Abstract Objectives: The purpose of this study was to establish the role of the liquid embolic agent, ONYX, in the treatment of cranial dural arteriovenous fistulae (DAVFs) and to redefine the indications, techniques and outcomes of treatment with ONYX. Materials and Methods: This is a retrospective study of 25 DAVF patients who underwent endovascular treatment with ONYX between February 2006 and July 2008. All patients of DAVF presenting in this period were treated with ONYX. Results: Anatomic cure (i.e., complete angiographic closure of the fistula) was achieved in a single session and through a single arterial pedicle injection in 21 out of 25 patients (cure rate of 84%). Out of four patients with residual fistulae, one achieved cure that was evident on a control angiogram obtained at 3 months while three had no vascular access for further embolization and so were referred for radiosurgery.
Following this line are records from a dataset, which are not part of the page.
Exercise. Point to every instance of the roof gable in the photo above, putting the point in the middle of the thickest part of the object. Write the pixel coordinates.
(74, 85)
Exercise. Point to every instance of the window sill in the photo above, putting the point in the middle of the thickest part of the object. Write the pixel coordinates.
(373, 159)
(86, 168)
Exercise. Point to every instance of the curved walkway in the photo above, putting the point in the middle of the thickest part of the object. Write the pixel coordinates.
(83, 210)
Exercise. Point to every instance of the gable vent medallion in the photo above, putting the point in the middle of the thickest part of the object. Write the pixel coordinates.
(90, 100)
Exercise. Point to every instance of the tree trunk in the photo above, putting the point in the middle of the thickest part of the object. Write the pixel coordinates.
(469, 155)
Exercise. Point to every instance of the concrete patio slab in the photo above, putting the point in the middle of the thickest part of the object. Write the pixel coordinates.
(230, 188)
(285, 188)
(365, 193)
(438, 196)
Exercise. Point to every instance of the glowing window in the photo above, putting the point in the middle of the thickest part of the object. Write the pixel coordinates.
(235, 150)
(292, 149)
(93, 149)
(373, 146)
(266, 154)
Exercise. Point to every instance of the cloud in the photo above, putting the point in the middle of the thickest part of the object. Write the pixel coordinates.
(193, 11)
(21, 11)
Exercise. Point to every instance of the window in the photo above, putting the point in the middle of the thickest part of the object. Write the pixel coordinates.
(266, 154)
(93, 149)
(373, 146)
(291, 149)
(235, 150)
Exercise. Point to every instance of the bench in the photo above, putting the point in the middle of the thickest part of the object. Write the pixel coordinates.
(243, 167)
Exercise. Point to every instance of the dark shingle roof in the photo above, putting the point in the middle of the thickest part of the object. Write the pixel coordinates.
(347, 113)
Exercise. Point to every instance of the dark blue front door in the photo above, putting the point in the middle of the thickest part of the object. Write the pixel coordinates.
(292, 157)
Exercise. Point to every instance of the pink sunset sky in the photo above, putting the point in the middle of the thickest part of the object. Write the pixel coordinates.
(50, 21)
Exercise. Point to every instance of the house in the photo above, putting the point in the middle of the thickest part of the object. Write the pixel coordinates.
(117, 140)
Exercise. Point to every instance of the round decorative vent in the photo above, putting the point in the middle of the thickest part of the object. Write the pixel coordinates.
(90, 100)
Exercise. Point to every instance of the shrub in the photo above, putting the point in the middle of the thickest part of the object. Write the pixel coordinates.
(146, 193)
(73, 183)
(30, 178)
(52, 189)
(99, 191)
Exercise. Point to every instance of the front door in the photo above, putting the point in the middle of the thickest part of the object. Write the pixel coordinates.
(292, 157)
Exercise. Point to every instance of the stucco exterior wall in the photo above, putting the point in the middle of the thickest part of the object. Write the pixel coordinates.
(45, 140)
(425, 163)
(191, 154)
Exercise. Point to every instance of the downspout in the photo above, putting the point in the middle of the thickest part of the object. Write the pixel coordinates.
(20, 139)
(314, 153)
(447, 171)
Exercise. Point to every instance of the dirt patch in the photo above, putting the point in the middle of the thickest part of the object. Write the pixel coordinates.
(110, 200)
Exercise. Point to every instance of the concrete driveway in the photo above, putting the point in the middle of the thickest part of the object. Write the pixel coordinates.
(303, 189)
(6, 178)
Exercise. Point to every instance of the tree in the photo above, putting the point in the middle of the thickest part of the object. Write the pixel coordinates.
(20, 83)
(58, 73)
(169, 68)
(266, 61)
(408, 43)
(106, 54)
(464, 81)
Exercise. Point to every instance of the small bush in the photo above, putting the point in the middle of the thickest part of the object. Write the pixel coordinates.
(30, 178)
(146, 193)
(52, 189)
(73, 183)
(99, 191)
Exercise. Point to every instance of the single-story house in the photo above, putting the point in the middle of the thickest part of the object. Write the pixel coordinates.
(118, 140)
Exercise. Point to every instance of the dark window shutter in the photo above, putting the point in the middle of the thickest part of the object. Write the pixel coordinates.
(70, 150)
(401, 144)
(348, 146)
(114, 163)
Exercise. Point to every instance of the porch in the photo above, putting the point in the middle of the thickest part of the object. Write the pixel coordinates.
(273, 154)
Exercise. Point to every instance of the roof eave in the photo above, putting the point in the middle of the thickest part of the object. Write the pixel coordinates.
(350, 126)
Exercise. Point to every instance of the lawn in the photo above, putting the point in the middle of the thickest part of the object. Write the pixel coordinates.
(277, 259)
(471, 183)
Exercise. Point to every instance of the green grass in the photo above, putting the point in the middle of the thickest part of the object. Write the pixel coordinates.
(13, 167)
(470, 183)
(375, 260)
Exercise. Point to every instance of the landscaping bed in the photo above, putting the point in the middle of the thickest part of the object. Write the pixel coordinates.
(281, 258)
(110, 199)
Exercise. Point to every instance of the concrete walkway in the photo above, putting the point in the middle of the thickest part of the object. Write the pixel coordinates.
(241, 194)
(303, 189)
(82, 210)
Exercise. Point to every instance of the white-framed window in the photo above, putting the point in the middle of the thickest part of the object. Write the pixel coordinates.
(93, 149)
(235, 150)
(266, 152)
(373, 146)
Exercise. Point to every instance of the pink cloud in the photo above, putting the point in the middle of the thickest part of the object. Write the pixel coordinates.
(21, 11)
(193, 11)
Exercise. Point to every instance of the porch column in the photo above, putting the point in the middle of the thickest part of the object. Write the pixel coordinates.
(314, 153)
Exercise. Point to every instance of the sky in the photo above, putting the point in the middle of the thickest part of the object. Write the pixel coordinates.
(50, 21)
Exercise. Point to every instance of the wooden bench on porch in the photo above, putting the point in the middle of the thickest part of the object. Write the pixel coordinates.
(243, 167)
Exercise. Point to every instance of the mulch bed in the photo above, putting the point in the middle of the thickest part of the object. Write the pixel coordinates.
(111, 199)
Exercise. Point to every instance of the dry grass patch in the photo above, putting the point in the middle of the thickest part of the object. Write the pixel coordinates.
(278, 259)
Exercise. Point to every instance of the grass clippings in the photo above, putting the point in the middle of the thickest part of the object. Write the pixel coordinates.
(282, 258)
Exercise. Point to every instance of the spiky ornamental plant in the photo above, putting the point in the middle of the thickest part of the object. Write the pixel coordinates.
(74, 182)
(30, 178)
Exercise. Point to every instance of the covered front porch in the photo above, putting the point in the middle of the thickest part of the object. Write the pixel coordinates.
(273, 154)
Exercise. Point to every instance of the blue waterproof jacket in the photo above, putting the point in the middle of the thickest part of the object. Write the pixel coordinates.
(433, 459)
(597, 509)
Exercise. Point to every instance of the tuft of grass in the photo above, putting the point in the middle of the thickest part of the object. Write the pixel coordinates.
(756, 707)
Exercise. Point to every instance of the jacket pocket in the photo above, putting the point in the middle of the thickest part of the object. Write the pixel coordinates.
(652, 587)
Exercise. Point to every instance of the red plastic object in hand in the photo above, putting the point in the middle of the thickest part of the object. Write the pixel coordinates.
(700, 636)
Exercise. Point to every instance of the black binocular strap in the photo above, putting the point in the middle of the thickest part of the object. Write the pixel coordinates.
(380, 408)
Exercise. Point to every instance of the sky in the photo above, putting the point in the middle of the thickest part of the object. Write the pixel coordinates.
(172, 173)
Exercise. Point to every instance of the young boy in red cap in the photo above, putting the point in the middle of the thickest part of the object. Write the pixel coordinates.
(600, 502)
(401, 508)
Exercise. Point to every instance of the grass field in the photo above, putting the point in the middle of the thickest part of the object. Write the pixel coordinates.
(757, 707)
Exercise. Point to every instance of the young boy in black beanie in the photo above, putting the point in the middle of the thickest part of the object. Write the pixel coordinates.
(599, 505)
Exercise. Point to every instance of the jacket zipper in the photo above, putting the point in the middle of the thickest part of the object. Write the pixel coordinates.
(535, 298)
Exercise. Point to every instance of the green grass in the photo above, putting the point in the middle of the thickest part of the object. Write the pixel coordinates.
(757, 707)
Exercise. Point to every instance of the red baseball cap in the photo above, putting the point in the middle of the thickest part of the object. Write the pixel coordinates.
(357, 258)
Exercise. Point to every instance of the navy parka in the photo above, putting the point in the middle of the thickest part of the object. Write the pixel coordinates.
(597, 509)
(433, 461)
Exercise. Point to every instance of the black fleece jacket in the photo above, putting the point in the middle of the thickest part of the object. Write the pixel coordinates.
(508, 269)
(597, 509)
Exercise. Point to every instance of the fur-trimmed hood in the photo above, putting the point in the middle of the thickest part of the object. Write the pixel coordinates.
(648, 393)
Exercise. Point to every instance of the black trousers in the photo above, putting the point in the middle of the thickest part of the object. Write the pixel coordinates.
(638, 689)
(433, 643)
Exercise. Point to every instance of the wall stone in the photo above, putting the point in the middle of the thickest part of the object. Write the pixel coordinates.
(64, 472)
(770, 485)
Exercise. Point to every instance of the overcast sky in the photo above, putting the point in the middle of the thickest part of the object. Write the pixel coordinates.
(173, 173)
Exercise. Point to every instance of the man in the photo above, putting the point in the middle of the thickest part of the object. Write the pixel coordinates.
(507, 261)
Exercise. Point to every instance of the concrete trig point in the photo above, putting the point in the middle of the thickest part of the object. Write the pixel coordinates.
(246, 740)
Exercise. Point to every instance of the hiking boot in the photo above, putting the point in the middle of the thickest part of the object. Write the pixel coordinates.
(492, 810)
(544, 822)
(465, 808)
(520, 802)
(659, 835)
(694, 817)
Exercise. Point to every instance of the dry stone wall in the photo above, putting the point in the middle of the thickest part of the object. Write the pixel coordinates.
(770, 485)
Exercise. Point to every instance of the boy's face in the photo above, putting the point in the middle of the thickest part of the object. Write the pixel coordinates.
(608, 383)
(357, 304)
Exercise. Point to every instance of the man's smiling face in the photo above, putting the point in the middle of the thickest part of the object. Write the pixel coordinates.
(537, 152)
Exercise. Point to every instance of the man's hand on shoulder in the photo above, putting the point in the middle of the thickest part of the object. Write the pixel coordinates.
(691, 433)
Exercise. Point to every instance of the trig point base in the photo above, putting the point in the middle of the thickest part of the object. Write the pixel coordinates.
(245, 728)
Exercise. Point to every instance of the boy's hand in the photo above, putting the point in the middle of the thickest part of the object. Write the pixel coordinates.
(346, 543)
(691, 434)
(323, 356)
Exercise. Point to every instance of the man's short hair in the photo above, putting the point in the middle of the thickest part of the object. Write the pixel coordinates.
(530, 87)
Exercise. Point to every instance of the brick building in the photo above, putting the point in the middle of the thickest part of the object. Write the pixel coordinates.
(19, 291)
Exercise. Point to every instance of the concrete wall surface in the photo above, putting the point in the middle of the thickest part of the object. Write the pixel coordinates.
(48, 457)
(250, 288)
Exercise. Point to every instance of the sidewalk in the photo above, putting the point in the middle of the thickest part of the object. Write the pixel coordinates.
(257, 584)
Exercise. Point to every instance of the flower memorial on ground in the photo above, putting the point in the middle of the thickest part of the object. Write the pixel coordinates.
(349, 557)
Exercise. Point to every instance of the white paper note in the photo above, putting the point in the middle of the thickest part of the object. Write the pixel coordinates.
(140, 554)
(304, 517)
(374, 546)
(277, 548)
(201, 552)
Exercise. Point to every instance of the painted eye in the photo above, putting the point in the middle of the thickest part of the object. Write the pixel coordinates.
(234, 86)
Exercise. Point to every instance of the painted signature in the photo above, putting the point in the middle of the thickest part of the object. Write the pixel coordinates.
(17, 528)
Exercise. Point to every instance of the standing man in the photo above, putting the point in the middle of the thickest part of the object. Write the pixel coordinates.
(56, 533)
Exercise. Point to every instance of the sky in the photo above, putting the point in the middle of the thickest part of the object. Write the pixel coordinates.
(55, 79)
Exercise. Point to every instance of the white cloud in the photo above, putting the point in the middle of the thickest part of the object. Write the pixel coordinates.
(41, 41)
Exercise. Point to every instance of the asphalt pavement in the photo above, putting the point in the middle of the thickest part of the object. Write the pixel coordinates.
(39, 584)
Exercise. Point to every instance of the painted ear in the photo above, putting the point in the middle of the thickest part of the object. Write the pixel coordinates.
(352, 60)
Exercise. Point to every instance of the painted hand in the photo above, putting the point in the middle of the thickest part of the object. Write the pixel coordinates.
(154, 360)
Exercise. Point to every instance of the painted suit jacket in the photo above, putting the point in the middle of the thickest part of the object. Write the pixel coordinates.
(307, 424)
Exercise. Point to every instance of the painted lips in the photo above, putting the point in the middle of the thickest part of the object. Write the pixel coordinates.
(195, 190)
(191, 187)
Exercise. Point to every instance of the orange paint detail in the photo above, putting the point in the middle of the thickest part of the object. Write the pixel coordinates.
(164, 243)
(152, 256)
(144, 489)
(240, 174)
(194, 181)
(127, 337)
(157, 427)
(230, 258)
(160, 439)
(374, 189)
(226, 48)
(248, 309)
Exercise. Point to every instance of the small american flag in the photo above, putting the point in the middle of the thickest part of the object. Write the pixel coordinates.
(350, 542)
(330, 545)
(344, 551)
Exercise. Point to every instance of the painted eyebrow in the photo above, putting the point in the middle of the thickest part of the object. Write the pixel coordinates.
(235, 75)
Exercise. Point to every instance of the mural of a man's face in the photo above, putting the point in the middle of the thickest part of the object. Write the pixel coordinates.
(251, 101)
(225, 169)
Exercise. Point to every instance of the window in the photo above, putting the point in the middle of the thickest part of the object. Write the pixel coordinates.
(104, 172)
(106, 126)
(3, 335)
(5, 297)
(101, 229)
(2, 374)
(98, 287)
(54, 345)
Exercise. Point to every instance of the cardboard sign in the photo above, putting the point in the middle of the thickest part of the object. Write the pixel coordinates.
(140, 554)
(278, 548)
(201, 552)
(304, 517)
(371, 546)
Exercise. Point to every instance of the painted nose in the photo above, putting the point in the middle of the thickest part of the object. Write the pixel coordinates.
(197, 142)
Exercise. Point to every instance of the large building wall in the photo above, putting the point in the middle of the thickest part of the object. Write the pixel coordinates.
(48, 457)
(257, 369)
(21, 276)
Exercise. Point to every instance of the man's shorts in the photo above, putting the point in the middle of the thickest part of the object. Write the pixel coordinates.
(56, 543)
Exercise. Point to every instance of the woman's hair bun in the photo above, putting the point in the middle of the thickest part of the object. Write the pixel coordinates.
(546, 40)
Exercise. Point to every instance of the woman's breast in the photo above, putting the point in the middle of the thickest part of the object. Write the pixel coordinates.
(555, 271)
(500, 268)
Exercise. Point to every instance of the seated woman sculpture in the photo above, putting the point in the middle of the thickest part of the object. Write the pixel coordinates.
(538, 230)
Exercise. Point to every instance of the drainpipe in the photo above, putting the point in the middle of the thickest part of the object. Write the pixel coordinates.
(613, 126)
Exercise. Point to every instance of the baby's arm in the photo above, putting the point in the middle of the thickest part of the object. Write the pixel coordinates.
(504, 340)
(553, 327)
There was only one recurrence seen in angiograms obtained at the end of one year and this patient was re-embolized successfully with ONYX. Complications were seen in two patients. Conclusion: ONYX embolization of DAVFs has revolutionized the endovascular treatment of DAVFs, achieving high cure rates in a single session with minimal complications. Transarterial ONYX embolization should be the first option for all locations, except cavernous DAVFs.